The Derby site has been making trains for 147 years, employs 1,300 people directly, and is due to be in partnership with Hitachi of Newton Aycliffe to begin making trains for the HS2 line late next year. If the Government had allowed Alstom to close, Britain would have been the only G7 country without any design and build rail facility.

The Government had been aware of the looming crisis at Alstom and Hitachi but seemed not to want to put a pipeline of orders – a gentle but consistent trickle of work so that the factories can be kept ticking over – in place, but the moves in Derby suggest it is now prepared to act.

So what about Hitachi? It also needs an order to be brought forward so it can be kept working until it begins on HS2 next year.

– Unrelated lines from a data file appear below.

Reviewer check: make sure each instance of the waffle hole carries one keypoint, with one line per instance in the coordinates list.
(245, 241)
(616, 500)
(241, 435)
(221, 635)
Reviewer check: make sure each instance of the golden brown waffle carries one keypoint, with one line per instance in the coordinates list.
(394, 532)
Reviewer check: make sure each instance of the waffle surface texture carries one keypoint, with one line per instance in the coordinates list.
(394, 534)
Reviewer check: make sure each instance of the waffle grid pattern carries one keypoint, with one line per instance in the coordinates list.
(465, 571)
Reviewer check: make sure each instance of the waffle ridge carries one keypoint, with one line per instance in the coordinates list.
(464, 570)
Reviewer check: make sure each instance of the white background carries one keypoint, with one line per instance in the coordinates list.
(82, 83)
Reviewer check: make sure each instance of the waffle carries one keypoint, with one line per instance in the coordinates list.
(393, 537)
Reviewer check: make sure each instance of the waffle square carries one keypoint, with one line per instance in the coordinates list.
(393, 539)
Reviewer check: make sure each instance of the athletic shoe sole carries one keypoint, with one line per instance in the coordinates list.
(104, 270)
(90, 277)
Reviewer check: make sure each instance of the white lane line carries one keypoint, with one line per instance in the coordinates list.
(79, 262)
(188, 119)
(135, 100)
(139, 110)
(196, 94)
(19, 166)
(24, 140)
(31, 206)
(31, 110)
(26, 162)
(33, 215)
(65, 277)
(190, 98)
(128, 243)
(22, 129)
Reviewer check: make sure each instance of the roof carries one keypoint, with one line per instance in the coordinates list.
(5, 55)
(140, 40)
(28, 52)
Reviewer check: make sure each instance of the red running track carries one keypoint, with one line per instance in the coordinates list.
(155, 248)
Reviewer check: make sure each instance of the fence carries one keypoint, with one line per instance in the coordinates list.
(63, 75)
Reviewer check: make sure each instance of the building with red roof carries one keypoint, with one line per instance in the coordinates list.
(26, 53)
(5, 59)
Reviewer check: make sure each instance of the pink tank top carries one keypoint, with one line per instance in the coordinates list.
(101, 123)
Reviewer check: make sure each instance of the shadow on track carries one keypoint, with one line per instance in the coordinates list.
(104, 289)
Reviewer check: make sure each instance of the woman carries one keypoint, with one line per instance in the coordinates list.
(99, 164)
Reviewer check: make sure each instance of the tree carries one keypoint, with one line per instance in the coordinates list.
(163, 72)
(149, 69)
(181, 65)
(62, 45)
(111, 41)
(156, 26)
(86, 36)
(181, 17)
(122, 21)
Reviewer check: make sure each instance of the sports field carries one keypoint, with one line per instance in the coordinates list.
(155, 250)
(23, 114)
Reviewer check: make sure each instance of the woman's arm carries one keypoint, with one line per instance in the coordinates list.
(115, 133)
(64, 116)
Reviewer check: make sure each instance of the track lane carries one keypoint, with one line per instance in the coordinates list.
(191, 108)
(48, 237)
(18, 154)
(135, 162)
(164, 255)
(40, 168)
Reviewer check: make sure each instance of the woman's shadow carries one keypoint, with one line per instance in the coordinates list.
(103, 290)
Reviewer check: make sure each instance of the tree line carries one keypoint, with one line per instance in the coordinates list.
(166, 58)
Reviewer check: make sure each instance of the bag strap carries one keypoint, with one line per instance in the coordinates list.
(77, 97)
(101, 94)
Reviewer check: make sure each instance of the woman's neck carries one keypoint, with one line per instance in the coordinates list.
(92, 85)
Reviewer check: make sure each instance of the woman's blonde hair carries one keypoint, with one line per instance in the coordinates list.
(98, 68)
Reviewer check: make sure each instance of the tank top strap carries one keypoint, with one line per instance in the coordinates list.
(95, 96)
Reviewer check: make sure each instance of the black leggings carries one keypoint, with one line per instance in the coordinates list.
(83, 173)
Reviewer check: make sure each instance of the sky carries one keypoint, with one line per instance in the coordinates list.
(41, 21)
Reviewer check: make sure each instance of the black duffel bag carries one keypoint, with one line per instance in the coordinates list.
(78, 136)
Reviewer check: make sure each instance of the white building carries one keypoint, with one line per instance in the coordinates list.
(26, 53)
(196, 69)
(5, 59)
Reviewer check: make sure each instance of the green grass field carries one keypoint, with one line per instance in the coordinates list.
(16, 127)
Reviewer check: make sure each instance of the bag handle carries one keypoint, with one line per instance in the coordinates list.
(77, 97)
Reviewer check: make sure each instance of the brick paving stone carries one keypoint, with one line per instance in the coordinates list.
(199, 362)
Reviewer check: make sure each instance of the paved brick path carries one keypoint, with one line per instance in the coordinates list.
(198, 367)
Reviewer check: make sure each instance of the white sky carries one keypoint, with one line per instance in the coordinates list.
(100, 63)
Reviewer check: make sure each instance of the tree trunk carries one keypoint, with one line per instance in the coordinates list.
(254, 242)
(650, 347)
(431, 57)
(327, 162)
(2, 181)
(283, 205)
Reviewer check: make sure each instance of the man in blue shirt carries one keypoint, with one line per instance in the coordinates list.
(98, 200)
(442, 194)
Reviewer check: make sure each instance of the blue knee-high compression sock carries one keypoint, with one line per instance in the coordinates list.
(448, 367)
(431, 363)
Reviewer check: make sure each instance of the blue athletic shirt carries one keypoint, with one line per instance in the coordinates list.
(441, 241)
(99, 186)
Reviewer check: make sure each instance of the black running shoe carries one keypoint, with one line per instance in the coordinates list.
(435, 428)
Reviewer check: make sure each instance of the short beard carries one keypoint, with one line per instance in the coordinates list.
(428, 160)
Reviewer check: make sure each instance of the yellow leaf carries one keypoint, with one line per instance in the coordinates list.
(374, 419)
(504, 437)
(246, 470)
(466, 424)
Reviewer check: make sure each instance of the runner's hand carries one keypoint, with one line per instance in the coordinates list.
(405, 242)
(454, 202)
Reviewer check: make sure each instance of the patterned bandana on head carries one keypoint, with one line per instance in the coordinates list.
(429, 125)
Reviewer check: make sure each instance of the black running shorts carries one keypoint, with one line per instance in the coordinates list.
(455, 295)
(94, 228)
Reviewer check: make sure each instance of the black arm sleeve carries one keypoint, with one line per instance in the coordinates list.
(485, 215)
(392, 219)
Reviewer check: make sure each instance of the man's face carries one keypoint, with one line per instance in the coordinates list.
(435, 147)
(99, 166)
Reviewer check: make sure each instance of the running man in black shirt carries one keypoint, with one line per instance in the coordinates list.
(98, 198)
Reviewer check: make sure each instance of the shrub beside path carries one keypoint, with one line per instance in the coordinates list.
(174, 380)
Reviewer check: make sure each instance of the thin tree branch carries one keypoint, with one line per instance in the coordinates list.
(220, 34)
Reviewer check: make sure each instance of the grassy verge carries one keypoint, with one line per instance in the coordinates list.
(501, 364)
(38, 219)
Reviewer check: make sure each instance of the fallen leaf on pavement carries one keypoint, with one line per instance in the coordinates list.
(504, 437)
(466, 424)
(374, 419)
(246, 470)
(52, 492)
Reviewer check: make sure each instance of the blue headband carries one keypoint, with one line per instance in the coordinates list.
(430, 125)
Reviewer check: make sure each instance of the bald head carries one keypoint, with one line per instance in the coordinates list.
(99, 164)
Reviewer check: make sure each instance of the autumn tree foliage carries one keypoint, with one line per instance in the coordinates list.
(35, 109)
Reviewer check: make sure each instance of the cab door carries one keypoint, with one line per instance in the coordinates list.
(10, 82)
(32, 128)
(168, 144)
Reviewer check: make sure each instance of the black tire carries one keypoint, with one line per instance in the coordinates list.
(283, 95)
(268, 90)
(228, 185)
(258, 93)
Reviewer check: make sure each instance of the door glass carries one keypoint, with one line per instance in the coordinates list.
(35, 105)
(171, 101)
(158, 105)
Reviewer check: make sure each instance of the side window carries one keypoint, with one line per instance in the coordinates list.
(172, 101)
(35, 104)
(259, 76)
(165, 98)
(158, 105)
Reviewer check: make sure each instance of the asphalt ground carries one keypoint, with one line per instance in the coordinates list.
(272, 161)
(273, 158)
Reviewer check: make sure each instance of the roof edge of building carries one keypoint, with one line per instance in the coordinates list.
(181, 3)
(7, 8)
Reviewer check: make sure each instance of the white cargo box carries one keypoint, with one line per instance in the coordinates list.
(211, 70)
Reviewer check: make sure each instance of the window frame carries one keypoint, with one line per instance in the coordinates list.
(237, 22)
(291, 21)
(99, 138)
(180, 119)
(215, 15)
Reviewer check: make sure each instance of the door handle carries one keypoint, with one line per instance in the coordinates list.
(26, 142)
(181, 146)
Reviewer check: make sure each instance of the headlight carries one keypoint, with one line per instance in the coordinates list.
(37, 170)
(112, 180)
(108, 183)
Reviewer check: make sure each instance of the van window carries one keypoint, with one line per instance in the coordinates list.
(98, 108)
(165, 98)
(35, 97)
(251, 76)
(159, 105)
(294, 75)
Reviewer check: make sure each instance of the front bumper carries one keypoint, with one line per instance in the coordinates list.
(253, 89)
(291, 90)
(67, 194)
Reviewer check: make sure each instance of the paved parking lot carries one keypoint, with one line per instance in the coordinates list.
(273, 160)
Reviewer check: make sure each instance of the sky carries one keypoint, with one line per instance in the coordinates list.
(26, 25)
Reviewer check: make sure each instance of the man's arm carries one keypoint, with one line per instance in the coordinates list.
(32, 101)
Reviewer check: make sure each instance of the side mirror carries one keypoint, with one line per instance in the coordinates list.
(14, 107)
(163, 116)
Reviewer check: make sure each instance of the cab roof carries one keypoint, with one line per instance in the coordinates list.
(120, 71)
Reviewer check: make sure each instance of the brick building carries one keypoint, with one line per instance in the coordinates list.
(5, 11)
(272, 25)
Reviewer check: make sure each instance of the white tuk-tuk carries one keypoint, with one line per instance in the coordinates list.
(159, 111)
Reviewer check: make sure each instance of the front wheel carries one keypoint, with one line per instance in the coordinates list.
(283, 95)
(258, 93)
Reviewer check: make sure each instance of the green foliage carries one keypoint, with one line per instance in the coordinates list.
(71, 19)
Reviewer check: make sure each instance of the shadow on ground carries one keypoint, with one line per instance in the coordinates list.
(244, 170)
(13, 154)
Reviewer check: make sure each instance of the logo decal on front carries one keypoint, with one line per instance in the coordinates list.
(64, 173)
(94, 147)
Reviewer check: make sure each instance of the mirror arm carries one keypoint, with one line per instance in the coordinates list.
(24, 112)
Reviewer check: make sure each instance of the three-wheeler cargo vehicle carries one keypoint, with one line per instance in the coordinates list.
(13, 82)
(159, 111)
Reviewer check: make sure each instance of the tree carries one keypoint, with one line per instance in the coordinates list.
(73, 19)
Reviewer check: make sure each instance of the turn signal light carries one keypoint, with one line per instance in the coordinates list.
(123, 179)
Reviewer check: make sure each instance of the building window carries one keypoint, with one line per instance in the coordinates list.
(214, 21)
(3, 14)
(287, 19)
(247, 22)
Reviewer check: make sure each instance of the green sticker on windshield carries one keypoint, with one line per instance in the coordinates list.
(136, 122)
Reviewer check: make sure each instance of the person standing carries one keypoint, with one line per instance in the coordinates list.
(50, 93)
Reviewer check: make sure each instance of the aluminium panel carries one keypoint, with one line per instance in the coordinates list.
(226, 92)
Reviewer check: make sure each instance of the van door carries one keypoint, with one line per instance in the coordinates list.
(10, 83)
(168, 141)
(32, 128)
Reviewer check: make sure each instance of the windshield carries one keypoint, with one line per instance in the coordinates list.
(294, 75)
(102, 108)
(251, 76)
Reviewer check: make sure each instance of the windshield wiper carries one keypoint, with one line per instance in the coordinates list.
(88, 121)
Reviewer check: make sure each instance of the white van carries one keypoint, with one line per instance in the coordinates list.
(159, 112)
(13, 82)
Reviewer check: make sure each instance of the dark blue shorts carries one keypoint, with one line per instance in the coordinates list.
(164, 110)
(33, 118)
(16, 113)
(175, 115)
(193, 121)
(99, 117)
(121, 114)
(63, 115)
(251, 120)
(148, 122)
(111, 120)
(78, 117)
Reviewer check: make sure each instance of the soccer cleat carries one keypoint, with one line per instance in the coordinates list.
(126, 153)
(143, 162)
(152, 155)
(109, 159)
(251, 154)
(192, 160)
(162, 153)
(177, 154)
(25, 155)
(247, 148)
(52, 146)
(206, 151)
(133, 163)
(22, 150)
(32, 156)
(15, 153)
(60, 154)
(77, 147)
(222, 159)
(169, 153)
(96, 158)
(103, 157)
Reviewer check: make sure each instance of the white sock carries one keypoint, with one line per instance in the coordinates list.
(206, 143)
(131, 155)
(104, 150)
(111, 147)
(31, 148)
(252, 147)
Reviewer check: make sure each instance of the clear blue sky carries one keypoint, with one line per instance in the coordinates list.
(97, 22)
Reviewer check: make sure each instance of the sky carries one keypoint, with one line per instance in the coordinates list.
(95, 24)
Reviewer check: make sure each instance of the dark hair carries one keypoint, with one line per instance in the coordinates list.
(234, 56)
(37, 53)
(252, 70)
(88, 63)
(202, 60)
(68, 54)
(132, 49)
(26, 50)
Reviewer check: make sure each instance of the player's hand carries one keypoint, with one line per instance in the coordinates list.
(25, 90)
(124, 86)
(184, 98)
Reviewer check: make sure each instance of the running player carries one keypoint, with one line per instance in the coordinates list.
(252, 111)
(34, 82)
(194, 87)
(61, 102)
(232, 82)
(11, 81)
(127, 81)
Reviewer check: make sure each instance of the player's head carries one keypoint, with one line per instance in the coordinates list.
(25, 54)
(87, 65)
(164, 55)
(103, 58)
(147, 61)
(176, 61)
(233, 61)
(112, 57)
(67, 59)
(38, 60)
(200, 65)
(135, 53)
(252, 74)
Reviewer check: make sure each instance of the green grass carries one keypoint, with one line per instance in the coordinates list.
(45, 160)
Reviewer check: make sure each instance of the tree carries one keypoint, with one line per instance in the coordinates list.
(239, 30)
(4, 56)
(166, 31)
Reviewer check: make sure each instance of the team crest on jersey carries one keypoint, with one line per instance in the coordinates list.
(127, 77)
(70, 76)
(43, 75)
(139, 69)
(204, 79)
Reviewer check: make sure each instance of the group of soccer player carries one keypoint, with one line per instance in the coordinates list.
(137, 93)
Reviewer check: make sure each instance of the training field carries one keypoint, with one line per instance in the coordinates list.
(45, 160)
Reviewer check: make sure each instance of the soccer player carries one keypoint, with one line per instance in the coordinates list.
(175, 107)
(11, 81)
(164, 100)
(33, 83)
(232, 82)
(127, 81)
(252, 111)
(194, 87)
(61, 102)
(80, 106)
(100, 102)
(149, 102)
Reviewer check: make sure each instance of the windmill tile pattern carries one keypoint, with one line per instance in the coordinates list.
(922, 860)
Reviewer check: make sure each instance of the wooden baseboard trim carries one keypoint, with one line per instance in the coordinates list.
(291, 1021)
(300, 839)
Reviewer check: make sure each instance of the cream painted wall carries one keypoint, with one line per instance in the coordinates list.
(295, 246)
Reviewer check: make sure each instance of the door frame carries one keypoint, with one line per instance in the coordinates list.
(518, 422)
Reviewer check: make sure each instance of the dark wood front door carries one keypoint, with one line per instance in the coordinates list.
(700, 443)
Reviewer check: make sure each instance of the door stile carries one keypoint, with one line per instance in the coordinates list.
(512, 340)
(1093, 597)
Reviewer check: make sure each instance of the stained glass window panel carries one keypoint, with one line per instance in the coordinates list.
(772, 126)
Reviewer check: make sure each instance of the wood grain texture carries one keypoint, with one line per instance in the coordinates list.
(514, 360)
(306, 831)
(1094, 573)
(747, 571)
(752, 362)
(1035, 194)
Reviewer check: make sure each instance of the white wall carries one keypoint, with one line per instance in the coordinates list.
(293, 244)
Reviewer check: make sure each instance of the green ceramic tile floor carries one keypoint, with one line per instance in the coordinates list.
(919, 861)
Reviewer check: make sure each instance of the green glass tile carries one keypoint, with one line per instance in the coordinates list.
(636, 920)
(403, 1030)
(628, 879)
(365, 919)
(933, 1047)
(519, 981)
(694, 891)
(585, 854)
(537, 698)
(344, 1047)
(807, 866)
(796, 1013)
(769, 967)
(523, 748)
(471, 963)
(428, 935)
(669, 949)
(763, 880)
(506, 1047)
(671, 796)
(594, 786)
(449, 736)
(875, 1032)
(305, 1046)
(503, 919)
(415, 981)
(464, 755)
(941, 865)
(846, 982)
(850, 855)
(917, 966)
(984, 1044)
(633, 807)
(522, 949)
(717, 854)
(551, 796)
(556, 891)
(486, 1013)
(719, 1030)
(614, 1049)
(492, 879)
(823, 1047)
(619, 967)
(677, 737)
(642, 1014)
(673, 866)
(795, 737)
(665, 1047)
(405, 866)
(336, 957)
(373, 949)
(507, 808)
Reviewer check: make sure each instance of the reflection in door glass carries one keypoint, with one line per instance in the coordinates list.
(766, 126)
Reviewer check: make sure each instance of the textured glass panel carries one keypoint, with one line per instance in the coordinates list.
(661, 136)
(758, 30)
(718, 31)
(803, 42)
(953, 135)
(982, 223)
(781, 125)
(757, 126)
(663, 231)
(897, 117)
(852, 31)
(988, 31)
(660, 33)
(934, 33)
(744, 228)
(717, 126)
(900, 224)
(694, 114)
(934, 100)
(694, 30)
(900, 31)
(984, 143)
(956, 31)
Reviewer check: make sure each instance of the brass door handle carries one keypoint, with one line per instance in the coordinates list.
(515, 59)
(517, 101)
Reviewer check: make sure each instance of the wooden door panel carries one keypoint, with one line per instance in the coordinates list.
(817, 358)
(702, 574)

If the Government can act for Derby why not for Aycliffe?

And, yes, the Sedgefield MP Paul Howell brokered a meeting yesterday with the Transport Secretary Mark Harper from which positive noises emerged. They are only noises and there’s a long way to go, but this apparent change in the Government’s position is the first whiff of welcome hope for those 730 people at Hitachi who must have worry gnawing away at them.